Высказывая все эти соображения как «общие», я между тем понимаю, что они глубоко индивидуальны, что здесь многое зависит от жанра прозы и характера пишущего.
Больше всего я знаю о ремесле прозаика-лирика. Думаю, что «лирик» — вовсе не тот человек, который постоянно пишет о себе. Лирик-актер — это тот человек, тот прозаик, который может сыграть роль другого, как бы полностью растворившись в ней. Тяжела эта форма прозы — электрическим током должен пропустить через себя пишущий все, что чувствует и думает его герой. И никакая логика знания, выдумки здесь помочь не в силах — закон е д и н: ты д о л ж е н стать своим героем, иначе будет нарушено равновесие правды и верить тебе читатель не станет.

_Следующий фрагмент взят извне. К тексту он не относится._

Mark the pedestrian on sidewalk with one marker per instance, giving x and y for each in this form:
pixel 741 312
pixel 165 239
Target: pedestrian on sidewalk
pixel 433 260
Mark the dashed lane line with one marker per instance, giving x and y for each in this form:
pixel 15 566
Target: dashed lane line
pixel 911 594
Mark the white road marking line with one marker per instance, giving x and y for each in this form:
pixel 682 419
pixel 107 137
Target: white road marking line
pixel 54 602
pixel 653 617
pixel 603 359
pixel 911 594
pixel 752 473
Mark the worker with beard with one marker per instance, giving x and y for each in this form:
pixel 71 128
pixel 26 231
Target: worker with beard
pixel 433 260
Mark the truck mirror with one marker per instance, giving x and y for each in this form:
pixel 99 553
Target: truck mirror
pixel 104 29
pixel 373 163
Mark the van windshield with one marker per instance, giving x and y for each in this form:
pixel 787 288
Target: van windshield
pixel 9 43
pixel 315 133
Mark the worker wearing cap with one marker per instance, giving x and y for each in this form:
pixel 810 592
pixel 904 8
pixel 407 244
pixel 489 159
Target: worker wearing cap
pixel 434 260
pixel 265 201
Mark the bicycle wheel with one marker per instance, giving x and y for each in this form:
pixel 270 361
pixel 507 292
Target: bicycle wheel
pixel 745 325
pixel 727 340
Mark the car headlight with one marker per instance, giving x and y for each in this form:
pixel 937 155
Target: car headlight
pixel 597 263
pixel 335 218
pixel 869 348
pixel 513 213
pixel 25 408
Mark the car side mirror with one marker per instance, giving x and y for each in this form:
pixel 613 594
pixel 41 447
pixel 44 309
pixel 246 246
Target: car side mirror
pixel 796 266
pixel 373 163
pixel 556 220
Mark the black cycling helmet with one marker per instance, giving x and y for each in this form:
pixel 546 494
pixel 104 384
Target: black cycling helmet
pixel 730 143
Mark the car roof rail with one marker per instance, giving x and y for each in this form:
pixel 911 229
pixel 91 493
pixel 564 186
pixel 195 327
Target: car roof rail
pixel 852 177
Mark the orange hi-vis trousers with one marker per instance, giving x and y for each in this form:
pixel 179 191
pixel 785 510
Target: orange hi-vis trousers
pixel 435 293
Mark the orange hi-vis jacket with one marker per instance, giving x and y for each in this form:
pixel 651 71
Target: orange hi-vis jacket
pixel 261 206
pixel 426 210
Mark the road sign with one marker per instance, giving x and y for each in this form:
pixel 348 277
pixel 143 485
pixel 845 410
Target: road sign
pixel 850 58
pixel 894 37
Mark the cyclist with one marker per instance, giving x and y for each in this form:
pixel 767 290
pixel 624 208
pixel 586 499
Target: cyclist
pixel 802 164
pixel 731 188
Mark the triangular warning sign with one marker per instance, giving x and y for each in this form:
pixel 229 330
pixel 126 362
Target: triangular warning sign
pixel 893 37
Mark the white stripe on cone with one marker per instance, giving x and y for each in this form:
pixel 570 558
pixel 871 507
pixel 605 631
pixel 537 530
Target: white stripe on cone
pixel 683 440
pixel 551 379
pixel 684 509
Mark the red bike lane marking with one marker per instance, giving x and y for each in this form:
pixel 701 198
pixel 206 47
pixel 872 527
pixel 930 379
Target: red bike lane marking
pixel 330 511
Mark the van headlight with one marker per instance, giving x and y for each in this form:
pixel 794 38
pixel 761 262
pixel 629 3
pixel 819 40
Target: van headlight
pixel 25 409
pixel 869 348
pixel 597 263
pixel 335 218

Чего ждет читатель от автора? Я имею в виду не детективные романы (хотя в лучших случаях и это романы психологические, то есть рассказы о чувствах и мыслях людей). Читатель ждет от пишущего не п р а в д ы — он ждет чего-то гораздо большего: откровенности. Лишь безоговорочная откровенность, как бы умело спрятана она ни была, утолит читающего, заставит его думать о книге и после того, как она будет прочтена. Человек хочет в написанном. — стихах или прозе — хоть отдаленно узнавать себя. Этим и диктуются наши вкусы в искусстве: «Я узнаю себя: это точно». Но люди — разные, и вкусы разные, и откровенность разных людей (писателей) найдет разных людей-читателей, которым требуются большие или малые открытия именно этого писателя. Закон лишь один — при полной откровенности (а не есть ли способность к этой неестественной и полной откровенности собственно писательский талант?) не может быть, чтобы не нашлись читатели, которые откликнутся на то, что было пишущим поведано.

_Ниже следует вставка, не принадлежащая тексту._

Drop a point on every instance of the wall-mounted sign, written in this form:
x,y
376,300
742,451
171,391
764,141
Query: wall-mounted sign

Память? Да. Она безмерно важна. Память бывает многосторонней, разной, как сами люди, как их таланты. «Волка ноги кормят» — можно легко перефразировать: «А писателя — память». Память чувств, мыслей, обстоятельств, физического холода и тепла, мелочная и странная память простого человеческого движения — все это и многое, многое другое создает подлинность повествования, заставляющую верить. Не веря в написанное, я имею в виду своеобразную веру, — ведь в сказку, к примеру, кроме ребенка малого, не верит никто, а надо верить и ей, иначе никто увлеченно книги читать не станет, одним словом, чтобы создать эту вторую реальность — реальность искусства, она должна жить в пишущем, не всегда осознанная им, она должна лежать в нем и быть им отдана.